Les combattants du petit bonheur
de Alphonse Boudard

critiqué par Herculine Zabulon, le 6 novembre 2011
( - - ans)


La note:  étoiles
Dentelle d'argot
Lorsque Boudard évoque le XIIIème de son enfance, c’est du haut de ce que le XIIIème était devenu, lorsqu’il écrivit Les Combattants du petit bonheur, en 1977 ; la permanence du R.N.P.de Marcel Déat, avenue d’Italie, remplacée par un cinéma porno. Pas de quoi nourrir de regrets. La nostalgie n’est d’ailleurs pas le fort de Boudard, pas plus que l’exaltation du « nouveau Paris », on s’en doute. 35 ans après la parution de ce livre, on mesure encore un peu mieux toute la distance avec ce XIIIème d’alors, populacier, rebelle, bastion du député P.C. André Marty. Les descriptions du quartier, précises, sensuelles et d’atmosphère n’égalent cependant pas en intérêt les croquis de tronches, silhouettes et rictus des habitants surpris dans le brouillard et sous le porche. Les vilenies et les rares instants de grâce, l’euphorie collective, loufoque et immonde qui préside aux petites heures de la libération de Paris. Boudard en fut, et du maquis. Et c’est d’abord de ce long adolescent acnéeux dont il est question dans ce livre amer et tendre ; de ses fièvres, de ses précoces désillusions. Qu’il s’agisse de ces moments paroxystiques où soudain l’Histoire s’accélère, ou des instants privés où le jeune homme découvre l’amour sous toutes ses coutures et couleurs, Boudard retient sa plume, fait l’argot discret, elliptique. C’est toute l’originalité et la grandeur de Boudard, de ne quasi jamais céder à la graisseuse gaudriole là où le terrain s’y prête tant, mais au contraire de ne nous montrer le théâtre du monde qu’à travers la très fine dentelle d’un argot dégrossi et débarrassé des trop convenues et faciles glissades cacatières.

« Bec d’Aigle…dont je ne sais plus le vrai blase…à la la Libération il s’est fait coincer, alpaguer par une foule furieuse…en uniforme de la Milice.
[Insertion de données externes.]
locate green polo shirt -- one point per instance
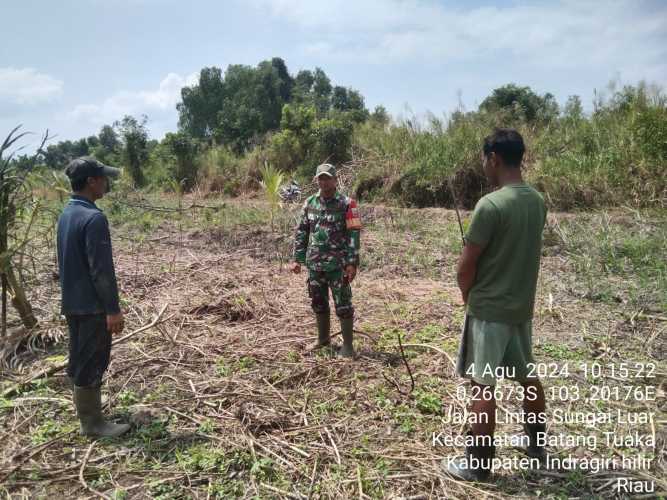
(508, 223)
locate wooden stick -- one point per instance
(47, 372)
(82, 479)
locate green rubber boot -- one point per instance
(347, 327)
(323, 330)
(69, 382)
(88, 403)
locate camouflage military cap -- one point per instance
(325, 169)
(87, 166)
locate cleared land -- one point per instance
(228, 400)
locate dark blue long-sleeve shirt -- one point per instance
(87, 276)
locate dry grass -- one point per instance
(227, 399)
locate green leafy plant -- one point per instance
(272, 179)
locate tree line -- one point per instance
(233, 123)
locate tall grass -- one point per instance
(615, 156)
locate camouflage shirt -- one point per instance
(327, 237)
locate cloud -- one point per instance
(158, 104)
(561, 35)
(26, 86)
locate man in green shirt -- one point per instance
(497, 275)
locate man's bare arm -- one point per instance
(467, 268)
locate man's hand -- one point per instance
(350, 272)
(115, 322)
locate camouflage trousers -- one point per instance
(319, 283)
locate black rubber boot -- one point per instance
(347, 328)
(323, 330)
(533, 450)
(89, 410)
(475, 465)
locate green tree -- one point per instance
(134, 139)
(521, 103)
(201, 103)
(184, 149)
(321, 91)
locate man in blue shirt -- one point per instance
(89, 291)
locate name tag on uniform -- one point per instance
(352, 219)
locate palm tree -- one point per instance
(272, 179)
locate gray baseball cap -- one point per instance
(325, 169)
(87, 166)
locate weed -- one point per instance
(428, 402)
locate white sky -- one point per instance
(73, 65)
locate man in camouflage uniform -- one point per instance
(327, 242)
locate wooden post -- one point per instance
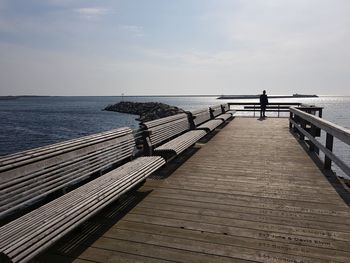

Châtié séance tenante, sans tribunal, sans appel…roué de coups, lynché…jeté pantelant, déjà quasi mort sous les chenilles d’un char Sherman, le 25 août 1944. Il ne lui reste donc même plus trois ans à vivre, ce soir-là ! Il a raison, il croit, il est beau comme un blockhaus !...sûr de ce qu’il dit…sincère con et déjà vaincu dans les astres ! Il aura pas le temps de faire ouf, de leur expliquer aux vengeurs du 25 août qu’il est socialiste, révolté anti-bourgeois…les chenilles judéo-anglo-saxonnes le réduiront encore plus bouillie qu’il aurait pu me réduire avec ses copains si j’avais pété de traviole. Difficile maintenant de l’accabler, son sang s’est confondu avec celui des autres, ses ennemis et puis ceux d’avant…de la Commune !...le sang des pauvres et des imbéciles qui se trouvaient là au mauvais moment ! Il est devenu un peu de Paris qui se fabrique de n’importe quoi au jour le jour, de chair et d’os et de pierres et de merdes de chien. Les voitures passent, repassent sur cette avenue. Bec d’Aigle, dont je ne cherche même pas à savoir le nom, il est ici même sur la chaussée, à peu près en face du cordonnier Charlot avec son enseigne, je vous ai dit…tous les vocables argotiques pour désigner les chaussures. Cette manie de noircir du papier qui me fait vivre, je m’aperçois, avec les morts autant qu’avec les vivants, comme dans une prière ». (Alphonse Boudard, Les Combattants du bonheur).